Strage di uccelli in valle, al via l’inchiesta: sopralluogo del procuratore capo

Mancini con gli investigatori sui luoghi dove continua il recupero delle carcasse di anatre e oche: si stimano duemila decessi. Indagine al momento contro ignoti: ipotesi di reato tra inquinamento e disastro ambientale

Al centro Alessandro Mancini, procuratore capo di Ravenna, con gli operatori in azione nella Valle della Canna

Il procuratore capo di Ravenna, Alessandro Mancini, nella mattinata dell’8 ottobre ha svolto un sopralluogo nella Valle della Canna, nota anche come Valle Mandriole, dove da alcuni giorni stanno morendo centinaia di volatili di varie specie per una probabile intossicazione da botulino. È la conferma dell’avvio di un’inchiesta sulla vicenda. Al momento, anche da quanto si apprende dalla lettura dei quotidiani locali, non ci sono indagati e l’ipotesi di reato è ancora da inquadrare nel dettaglio. Potrebbe trattarsi di inquinamento ambientale o del più grave disastro ambientale: a fare la differenza sarà la misurazione degli effetti nell’ecosistema e quanto questo risulterà compromesso dal proliferare delle tossine di tipo C.

Esigenza primaria degli investigatori – Mancini è stato accompagnato dai carabinieri forestali e dalla polizia provinciale – è ricostruire la sequenza di eventi che hanno portato alle morti dell’avifauna. Il botulino sarebbe proliferato a causa della siccità nella valle e del mancato ricambio di acqua che è diventata così povera di ossigeno. Perché è accaduto questo? Ma soprattutto, a chi spettava evitarlo? Gli enti pubblici coinvolti a vario titolo nella gestione di quelle aree – zone umide protette con una biodiversità unica riconosciuta da più parti e certificata – sono diversi: in primis l’ente Parco del Delta ma anche il Comune, la Provincia e la Regione.

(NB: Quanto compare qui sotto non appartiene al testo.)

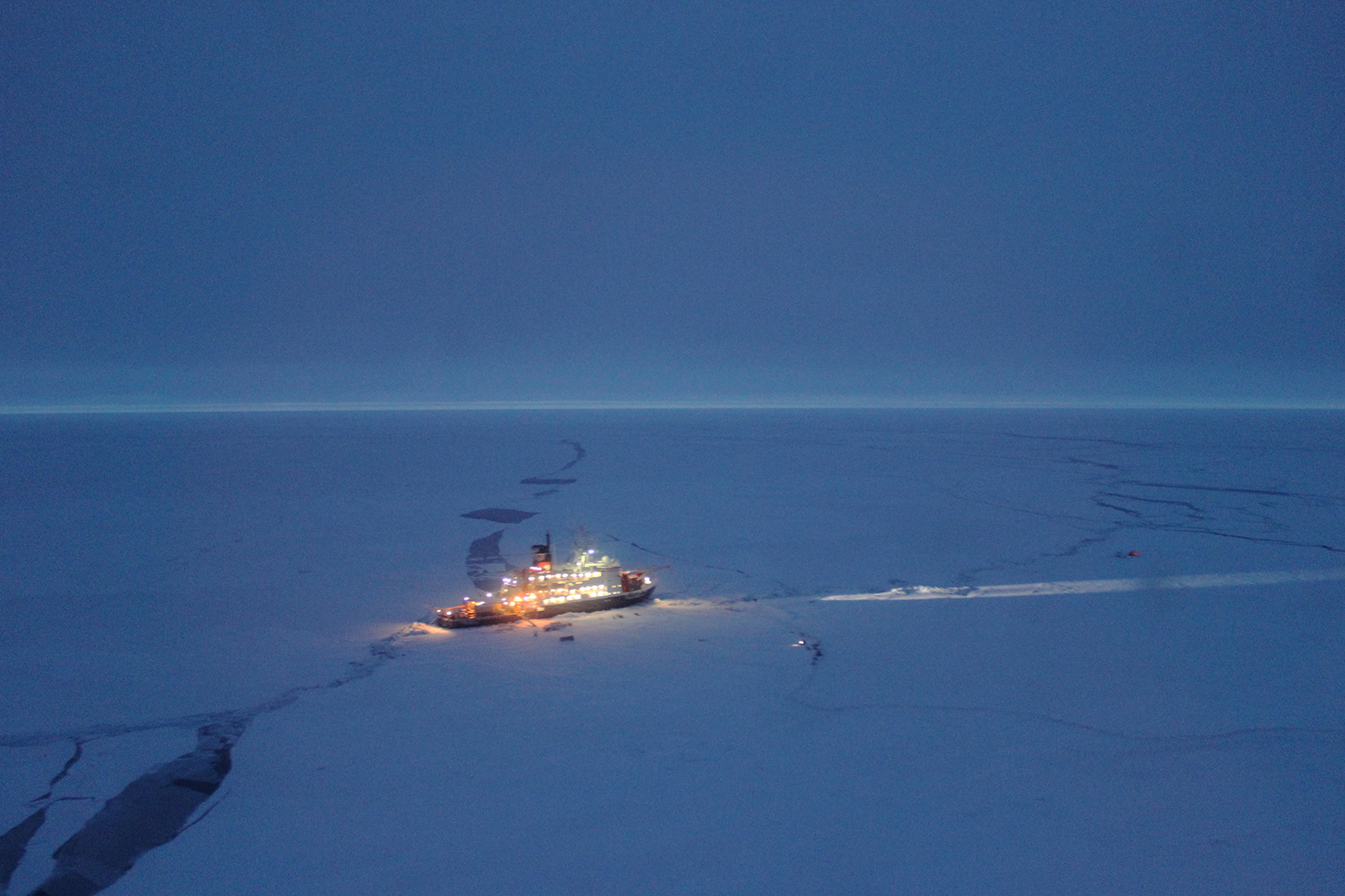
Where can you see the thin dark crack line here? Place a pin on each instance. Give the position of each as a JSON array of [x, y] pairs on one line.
[[1237, 491], [379, 651], [202, 815], [1228, 534]]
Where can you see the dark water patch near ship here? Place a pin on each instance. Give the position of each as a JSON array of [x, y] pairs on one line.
[[499, 514], [486, 566], [148, 813]]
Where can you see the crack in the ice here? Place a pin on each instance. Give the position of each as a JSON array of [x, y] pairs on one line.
[[1196, 513], [1099, 441], [1228, 534], [1195, 739], [148, 813], [1301, 495], [155, 808]]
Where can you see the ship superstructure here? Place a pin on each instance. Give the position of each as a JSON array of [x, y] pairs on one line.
[[587, 583]]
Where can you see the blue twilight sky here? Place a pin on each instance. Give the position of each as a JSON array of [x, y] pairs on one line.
[[667, 200]]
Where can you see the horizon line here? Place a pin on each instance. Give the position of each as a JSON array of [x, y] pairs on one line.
[[709, 404]]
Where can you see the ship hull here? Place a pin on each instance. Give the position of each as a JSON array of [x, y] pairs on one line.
[[588, 605]]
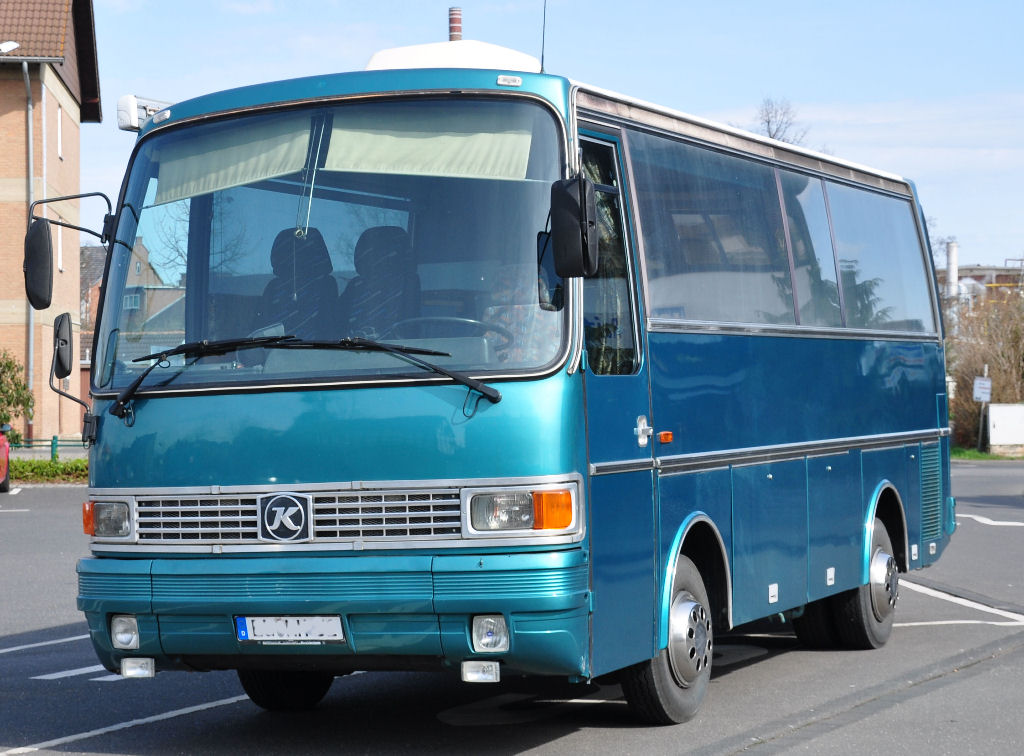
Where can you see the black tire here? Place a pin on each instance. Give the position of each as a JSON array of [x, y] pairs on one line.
[[864, 615], [285, 689], [815, 628], [670, 687]]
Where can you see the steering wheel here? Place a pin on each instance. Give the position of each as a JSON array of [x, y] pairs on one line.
[[454, 324]]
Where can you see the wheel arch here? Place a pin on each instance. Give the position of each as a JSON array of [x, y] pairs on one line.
[[699, 540], [886, 505]]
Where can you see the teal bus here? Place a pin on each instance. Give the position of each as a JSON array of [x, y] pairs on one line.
[[477, 368]]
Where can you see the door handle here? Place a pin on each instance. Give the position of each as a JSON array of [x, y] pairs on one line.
[[643, 431]]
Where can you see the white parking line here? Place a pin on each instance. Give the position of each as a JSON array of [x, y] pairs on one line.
[[122, 725], [44, 642], [71, 673], [1014, 617], [994, 522]]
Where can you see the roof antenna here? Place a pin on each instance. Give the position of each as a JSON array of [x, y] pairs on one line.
[[544, 33]]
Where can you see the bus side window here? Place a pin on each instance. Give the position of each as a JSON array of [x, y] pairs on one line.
[[608, 320]]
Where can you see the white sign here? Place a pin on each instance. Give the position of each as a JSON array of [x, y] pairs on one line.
[[982, 389]]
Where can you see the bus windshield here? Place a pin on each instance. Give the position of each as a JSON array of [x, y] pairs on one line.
[[418, 222]]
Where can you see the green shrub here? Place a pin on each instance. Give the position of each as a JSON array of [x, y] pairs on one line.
[[44, 470]]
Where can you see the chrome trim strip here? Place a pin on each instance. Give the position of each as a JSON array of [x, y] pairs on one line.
[[662, 325], [630, 110], [784, 452], [630, 465], [267, 549], [268, 488]]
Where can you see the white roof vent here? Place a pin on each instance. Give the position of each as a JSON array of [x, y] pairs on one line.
[[460, 54]]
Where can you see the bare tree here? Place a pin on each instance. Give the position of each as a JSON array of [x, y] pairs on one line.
[[989, 332], [776, 119]]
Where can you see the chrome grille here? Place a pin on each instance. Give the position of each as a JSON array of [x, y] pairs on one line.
[[222, 519], [387, 515], [338, 516]]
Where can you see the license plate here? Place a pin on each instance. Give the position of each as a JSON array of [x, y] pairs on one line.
[[290, 630]]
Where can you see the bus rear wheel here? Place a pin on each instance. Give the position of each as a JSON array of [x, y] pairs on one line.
[[285, 689], [670, 687], [864, 615]]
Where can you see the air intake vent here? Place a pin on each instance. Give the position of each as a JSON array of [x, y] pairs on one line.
[[931, 493]]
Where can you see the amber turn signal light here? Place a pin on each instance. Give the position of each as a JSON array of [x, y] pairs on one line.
[[552, 510]]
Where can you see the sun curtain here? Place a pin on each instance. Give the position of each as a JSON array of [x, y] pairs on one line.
[[436, 139]]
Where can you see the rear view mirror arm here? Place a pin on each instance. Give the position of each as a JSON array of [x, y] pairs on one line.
[[108, 219]]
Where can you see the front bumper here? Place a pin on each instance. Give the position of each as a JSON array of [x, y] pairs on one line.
[[398, 612]]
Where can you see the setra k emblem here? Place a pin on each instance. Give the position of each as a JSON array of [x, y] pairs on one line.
[[284, 517]]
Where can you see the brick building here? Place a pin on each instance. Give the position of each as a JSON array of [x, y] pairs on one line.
[[49, 85]]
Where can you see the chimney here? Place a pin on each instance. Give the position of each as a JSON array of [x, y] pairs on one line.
[[455, 25], [952, 269]]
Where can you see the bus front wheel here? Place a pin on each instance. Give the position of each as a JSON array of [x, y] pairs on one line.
[[864, 615], [285, 689], [669, 688]]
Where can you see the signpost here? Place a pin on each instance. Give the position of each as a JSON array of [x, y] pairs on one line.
[[982, 393]]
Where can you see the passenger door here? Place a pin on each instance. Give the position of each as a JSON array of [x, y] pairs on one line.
[[619, 437]]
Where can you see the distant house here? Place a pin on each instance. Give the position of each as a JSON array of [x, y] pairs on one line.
[[975, 281], [49, 85], [145, 292]]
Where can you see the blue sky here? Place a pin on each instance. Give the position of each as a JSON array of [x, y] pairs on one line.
[[930, 90]]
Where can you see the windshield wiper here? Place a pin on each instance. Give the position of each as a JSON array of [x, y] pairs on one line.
[[205, 347], [194, 348], [408, 353]]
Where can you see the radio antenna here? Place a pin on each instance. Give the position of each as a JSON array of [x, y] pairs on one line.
[[544, 33]]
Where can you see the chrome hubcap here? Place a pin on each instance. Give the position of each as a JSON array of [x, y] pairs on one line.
[[885, 585], [689, 639]]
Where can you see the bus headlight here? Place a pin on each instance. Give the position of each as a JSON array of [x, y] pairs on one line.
[[491, 634], [522, 510], [110, 519], [124, 632], [502, 511]]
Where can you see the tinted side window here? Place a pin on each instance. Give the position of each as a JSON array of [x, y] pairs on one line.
[[813, 260], [713, 233], [607, 297], [885, 283]]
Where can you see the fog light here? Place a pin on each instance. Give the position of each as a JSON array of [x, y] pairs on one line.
[[491, 634], [481, 672], [138, 668], [124, 632]]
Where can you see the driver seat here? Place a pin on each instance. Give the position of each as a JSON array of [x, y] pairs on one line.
[[303, 295], [386, 287]]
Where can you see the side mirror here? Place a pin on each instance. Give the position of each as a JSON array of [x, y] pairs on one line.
[[38, 265], [573, 226], [61, 345]]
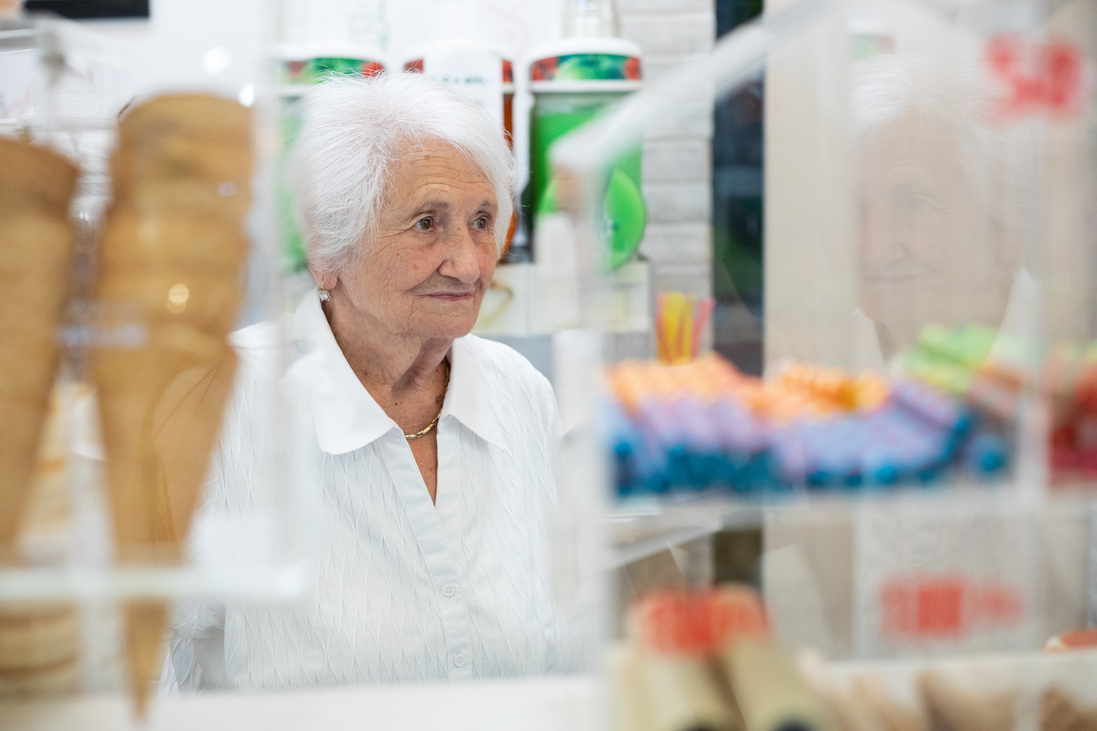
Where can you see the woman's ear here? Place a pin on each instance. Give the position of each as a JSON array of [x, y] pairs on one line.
[[325, 280]]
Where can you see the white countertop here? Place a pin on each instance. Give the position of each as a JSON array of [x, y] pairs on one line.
[[545, 704]]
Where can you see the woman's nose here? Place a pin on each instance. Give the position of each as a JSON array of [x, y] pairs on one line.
[[462, 262]]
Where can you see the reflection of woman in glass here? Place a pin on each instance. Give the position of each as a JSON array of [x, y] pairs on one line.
[[937, 244]]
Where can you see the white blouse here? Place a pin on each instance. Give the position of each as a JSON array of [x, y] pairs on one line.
[[406, 589]]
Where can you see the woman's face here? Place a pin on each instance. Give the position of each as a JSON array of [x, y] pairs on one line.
[[426, 272], [928, 247]]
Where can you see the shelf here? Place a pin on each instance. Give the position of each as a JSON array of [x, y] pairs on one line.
[[541, 704], [640, 528]]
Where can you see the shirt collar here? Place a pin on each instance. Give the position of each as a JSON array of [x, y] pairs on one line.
[[346, 415], [468, 400]]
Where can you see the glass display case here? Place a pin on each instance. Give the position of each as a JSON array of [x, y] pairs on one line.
[[906, 453], [136, 235]]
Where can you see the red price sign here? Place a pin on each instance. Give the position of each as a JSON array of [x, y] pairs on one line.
[[946, 607], [1038, 77]]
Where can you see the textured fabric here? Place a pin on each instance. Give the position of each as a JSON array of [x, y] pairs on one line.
[[405, 589]]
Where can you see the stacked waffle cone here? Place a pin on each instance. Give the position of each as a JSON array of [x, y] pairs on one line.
[[171, 260], [35, 256], [40, 642]]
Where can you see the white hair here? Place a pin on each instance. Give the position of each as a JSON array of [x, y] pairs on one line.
[[893, 87], [353, 132]]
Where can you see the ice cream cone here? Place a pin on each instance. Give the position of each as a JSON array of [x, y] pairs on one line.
[[169, 292], [183, 137], [38, 649], [35, 250], [144, 633]]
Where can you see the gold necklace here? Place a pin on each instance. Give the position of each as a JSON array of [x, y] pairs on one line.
[[426, 430]]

È bene precisare, per evitare ingiustificato allarmismo sanitario, che il ceppo di botulino letale per gli uccelli è specifico solo per quelli e non per l’uomo. Inevitabile però riconoscere che centinaia di carcasse di animali morti in valle – si stima che possano essere quasi duemila gli esemplari deceduti ed è in corso l’attività di recupero – comporterebbero conseguenze anche per la salute del territorio. Al momento il Parco del Delta ha sospeso la caccia per un raggio di tre km dall’area più interessata dell’intossicazione.